I reversed direction, and instead of reaching toward the shelf to put away a glass I’d removed from the dishwasher, I filled it with water and drank deeply, trying to drown the words before they could escape into the air.
Don’t say it. Don’t even think it. My face warmed from the rush of adrenaline coursing through me as I struggled to get my emotions under control. The deep, undeniable anger I was struggling with came out of nowhere, and I couldn’t understand why it was surging through me now. We had been through hell the past several months, but all that was over and things were getting better.
This is so wrong. What’s happening to me? The words “fight or flight” popped into my head. What happens when you can do neither?

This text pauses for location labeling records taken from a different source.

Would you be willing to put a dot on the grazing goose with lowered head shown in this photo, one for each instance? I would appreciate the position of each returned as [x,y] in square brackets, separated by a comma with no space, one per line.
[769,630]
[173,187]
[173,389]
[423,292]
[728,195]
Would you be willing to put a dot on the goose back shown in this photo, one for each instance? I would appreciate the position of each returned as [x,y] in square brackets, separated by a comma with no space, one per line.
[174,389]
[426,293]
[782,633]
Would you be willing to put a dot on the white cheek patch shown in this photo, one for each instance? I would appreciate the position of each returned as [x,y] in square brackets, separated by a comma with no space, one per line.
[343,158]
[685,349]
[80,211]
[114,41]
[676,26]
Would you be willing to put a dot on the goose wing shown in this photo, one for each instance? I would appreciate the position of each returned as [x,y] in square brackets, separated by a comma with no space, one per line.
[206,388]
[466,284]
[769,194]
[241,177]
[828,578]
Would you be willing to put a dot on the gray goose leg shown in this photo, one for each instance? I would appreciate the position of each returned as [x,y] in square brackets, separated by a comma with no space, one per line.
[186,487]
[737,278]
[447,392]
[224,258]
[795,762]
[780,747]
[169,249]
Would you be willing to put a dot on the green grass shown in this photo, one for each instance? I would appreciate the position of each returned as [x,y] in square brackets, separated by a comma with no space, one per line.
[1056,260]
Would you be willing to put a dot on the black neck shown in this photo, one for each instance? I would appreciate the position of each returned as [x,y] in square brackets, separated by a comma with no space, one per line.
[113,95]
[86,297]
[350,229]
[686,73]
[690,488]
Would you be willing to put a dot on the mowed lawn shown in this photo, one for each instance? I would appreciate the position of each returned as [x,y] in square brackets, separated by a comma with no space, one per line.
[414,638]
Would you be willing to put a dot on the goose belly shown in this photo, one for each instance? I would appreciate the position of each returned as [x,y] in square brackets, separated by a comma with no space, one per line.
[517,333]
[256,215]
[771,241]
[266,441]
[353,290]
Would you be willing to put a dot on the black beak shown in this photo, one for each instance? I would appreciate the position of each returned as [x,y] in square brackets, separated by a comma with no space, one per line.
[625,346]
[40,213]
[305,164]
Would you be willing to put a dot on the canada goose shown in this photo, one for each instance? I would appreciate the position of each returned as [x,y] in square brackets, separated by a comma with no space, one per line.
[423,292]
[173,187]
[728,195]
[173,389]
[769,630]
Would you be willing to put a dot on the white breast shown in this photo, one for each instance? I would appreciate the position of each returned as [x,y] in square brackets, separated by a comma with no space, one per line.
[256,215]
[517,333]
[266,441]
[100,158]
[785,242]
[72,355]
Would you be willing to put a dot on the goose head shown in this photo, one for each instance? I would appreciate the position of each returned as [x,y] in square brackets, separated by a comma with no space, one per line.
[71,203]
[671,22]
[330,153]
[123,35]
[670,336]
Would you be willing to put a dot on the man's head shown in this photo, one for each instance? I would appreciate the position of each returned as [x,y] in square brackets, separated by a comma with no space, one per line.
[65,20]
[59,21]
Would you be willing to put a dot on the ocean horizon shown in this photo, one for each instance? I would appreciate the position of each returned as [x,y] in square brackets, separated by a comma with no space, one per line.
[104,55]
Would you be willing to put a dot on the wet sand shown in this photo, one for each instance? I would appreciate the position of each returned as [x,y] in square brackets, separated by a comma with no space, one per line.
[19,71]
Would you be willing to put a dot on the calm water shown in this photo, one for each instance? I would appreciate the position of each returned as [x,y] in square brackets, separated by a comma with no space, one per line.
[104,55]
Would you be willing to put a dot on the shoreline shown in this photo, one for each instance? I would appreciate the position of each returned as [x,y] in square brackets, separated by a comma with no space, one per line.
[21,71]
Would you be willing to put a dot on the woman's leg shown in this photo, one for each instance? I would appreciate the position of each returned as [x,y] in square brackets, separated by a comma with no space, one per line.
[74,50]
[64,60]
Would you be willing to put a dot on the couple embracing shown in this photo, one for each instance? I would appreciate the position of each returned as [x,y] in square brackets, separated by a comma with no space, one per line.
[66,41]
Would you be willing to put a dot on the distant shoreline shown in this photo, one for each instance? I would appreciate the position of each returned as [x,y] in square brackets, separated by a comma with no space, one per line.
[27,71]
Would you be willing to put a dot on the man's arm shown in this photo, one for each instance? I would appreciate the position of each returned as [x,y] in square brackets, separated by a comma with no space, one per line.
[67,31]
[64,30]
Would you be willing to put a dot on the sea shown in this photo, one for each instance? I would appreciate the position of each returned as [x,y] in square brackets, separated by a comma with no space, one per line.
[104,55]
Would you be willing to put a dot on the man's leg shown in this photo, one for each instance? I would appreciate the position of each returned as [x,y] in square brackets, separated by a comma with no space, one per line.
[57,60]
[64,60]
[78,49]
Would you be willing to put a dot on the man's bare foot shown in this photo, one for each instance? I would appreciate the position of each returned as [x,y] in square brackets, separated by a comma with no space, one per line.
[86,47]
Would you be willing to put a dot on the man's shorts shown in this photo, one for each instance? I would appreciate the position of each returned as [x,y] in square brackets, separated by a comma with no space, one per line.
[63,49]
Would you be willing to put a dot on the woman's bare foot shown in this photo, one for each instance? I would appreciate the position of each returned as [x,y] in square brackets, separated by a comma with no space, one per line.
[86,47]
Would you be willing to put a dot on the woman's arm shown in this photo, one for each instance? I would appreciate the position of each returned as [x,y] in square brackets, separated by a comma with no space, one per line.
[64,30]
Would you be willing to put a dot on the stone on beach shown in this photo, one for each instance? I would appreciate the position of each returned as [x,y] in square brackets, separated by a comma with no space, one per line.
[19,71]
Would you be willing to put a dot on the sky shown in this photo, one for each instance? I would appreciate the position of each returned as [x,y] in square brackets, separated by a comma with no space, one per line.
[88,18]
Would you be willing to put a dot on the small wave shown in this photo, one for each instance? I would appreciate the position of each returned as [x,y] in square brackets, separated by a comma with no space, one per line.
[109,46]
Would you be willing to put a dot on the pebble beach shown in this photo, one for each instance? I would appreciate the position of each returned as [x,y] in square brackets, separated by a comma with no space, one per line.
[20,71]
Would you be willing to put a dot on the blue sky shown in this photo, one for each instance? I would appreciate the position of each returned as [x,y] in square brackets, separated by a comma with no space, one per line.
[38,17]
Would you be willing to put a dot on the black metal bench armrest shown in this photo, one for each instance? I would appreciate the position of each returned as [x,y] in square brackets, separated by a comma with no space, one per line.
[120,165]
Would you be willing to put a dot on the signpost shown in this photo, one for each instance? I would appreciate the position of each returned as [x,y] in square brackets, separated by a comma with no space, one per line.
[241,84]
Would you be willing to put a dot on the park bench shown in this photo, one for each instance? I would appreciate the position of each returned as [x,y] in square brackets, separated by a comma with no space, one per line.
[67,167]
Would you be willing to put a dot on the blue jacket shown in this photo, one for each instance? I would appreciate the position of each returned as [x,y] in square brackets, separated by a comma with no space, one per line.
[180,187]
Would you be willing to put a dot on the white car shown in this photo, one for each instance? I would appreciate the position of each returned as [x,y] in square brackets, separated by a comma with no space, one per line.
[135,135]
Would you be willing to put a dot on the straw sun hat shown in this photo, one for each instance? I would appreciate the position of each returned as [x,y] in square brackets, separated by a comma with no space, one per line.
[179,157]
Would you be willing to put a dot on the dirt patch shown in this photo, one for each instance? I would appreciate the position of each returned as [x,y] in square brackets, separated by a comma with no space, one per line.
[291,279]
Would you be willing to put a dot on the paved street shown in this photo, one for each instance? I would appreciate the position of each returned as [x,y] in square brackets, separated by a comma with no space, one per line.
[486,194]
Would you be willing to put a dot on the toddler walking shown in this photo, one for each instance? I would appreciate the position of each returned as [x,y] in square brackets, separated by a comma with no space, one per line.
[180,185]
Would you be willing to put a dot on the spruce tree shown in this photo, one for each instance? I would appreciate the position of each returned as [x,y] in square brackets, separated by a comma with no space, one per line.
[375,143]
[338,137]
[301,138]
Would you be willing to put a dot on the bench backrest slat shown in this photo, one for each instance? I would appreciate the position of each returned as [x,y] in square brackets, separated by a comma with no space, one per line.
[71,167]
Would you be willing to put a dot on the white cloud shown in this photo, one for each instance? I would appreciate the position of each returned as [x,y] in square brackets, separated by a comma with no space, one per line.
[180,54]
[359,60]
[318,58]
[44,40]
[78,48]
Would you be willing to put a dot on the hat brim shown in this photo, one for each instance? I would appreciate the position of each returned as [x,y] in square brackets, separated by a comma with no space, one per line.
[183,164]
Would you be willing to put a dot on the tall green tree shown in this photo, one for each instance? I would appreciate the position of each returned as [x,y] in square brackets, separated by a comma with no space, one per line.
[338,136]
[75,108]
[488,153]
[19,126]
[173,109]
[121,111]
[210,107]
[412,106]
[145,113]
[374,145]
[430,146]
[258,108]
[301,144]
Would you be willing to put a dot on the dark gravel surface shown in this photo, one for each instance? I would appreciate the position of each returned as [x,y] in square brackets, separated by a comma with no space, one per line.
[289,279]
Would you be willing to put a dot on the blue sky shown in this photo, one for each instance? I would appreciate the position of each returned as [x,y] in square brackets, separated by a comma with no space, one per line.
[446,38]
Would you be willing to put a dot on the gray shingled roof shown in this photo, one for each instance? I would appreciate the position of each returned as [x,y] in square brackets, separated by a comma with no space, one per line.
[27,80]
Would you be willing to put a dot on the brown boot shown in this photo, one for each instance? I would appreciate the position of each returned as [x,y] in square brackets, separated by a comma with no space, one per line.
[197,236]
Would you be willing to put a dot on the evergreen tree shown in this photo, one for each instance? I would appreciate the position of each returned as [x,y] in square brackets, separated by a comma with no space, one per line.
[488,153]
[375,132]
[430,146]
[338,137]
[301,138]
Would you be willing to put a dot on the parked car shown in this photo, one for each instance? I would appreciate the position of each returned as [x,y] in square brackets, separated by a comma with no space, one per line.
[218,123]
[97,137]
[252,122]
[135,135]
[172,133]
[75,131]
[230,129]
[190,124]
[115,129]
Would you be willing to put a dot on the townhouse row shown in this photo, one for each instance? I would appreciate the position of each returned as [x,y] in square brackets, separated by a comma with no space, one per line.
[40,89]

I wondered, sudden tears coursing down my face and sliding off my chin to mingle with drops of icy water I’d spilled on my pajama top.
“Do you hear me?” my father-in-law repeated, shuffling toward me, the shush, swish, shush of his worn slippers punctuating every word. Suddenly I hated that sound. “I can take my medicine by myself. It’s too much trouble for you.”
“I heard you,” I answered.
I heard you this time and the last time and the time before that. I heard you yesterday and last night and at least ten times every day since you came home from the hospital. I hurried to dry my tears on my sleeve before he saw them.
Not that he’d notice, the mean little voice inside chided. He lives in his own world and you exist only in relation to his needs. He doesn’t even like you. You heard him talking to the nurses. You were useless. All you did was sit and stare at him all day. You fed him like a baby and nagged him all the time just like that other lady, the one who said, “Swallow, swallow, swallow, chew, chew, chew, and take small bites.”
“I can’t let you take your medicine on your own anymore, Rodger,” I explained, just as I did every time he’d bring it up. “We let you do it before and you fooled us. You spit it out and got very sick. You almost died. I can’t let you do that again.”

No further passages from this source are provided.